/ 2 May 2011

Heat on Pakistan as Bin Laden killed near capital

Heat On Pakistan As Bin Laden Killed Near Capital

Pakistan declared the killing of Osama bin Laden a “major setback” to global terrorism, but it will inevitably come under pressure to explain how the al-Qaeda leader was holed up in a mansion near a military facility.

Bin Laden was killed in a dramatic night-time raid by US helicopters and troops on his hideout in Abbottabad, home to Pakistan’s main military academy and less then two hours’ drive from the Pakistani capital, Islamabad.

US President Barack Obama announces the death of Bin Laden:

“Osama bin Laden’s death illustrates the resolve of the international community, including Pakistan, to fight and eliminate terrorism,” the government said in a statement. “It constitutes a major setback to terrorist organisations around the world.”

However, it was not clear whether the Pakistan military was involved in the operation and there was no official comment from the government for several hours, raising the possibility that Islamabad was taken by surprise.

That Bin Laden, mastermind of the September 11 2001 attacks on the United States, was not hiding in mountains along the border but in relative comfort in a town hosting the main military academy and home to scores of retired and serving officers will bolster those who have long argued that Pakistan has been playing a duplicitous hand.

Just 10 days ago, Pakistan’s army chief addressed cadets at that very academy, saying the country’s military had broken the back of militants linked to al-Qaeda and the Taliban.

Washington has in the past accused Pakistan of maintaining ties to militants targeting US troops in neighbouring Afghanistan.
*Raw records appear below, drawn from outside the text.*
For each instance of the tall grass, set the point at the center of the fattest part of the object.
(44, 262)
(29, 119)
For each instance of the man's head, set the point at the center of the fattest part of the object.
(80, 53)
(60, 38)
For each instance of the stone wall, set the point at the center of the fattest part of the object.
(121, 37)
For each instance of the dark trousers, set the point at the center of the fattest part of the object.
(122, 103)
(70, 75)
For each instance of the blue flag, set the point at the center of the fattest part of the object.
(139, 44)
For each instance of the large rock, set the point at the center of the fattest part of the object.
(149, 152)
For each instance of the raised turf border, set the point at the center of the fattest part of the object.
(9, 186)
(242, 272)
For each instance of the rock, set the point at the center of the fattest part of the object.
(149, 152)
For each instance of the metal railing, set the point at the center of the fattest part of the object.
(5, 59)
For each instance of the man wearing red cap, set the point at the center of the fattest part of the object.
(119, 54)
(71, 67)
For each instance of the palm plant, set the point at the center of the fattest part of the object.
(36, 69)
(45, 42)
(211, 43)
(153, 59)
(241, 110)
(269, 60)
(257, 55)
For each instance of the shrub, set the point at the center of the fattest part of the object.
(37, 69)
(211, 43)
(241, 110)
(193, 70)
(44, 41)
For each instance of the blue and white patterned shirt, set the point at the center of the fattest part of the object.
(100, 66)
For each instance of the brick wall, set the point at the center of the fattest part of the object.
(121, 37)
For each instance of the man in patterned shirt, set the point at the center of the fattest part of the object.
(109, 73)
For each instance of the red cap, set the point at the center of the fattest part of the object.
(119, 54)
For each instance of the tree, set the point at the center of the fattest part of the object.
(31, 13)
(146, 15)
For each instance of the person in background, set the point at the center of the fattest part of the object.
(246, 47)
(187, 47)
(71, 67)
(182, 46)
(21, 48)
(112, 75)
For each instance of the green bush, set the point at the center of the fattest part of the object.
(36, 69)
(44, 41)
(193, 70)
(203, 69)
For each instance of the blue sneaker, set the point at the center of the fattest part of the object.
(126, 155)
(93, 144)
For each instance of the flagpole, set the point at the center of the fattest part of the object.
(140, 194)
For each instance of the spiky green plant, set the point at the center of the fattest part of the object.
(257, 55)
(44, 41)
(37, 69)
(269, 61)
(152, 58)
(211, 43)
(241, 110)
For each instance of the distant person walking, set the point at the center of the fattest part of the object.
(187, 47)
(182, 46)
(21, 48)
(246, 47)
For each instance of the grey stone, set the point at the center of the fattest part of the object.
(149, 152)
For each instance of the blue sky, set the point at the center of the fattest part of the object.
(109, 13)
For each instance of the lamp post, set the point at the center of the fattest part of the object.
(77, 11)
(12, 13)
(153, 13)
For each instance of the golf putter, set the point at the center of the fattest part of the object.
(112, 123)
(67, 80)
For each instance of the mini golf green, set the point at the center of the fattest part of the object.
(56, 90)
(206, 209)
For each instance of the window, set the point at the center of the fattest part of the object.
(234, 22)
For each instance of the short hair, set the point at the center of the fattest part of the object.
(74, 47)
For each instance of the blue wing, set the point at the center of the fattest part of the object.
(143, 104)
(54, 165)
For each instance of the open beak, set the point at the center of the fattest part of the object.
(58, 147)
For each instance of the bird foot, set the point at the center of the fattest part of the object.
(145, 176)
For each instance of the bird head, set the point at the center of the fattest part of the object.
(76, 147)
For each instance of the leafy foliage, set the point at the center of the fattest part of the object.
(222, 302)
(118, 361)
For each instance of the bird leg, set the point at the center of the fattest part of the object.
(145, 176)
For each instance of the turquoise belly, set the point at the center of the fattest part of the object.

Relations have soured in recent months over US drone attacks and CIA activities in the country.

Pakistan’s powerful intelligence agency, the ISI, has long been suspected of links to the Haqqani network, cultivated during the 1980s when Jalaluddin Haqqani was a feared battlefield commander against the Soviet Union in Afghanistan.

Pakistan’s arch-rival, India, was quick to comment, saying the news underlined its “concern that terrorists belonging to different organisations find sanctuary in Pakistan”.

“For some time there will be a lot of tension between Washington and Islamabad because bin Laden seems to have been living here close to Islamabad,” said Imtiaz Gul, a Pakistani security analyst.

“If the ISI had known, then somebody within the ISI must have leaked this information,” Gul said. “Pakistan will have to do a lot of damage control because the Americans have been reporting he is in Pakistan … this is a serious blow to the credibility of Pakistan.”

Flames, gunshots, a blast
Abbottabad is a popular summer resort, located in a valley surrounded by green hills near Pakistani Kashmir. Islamist militants, particularly those fighting in Indian-controlled Kashmir, used to have training camps near the town.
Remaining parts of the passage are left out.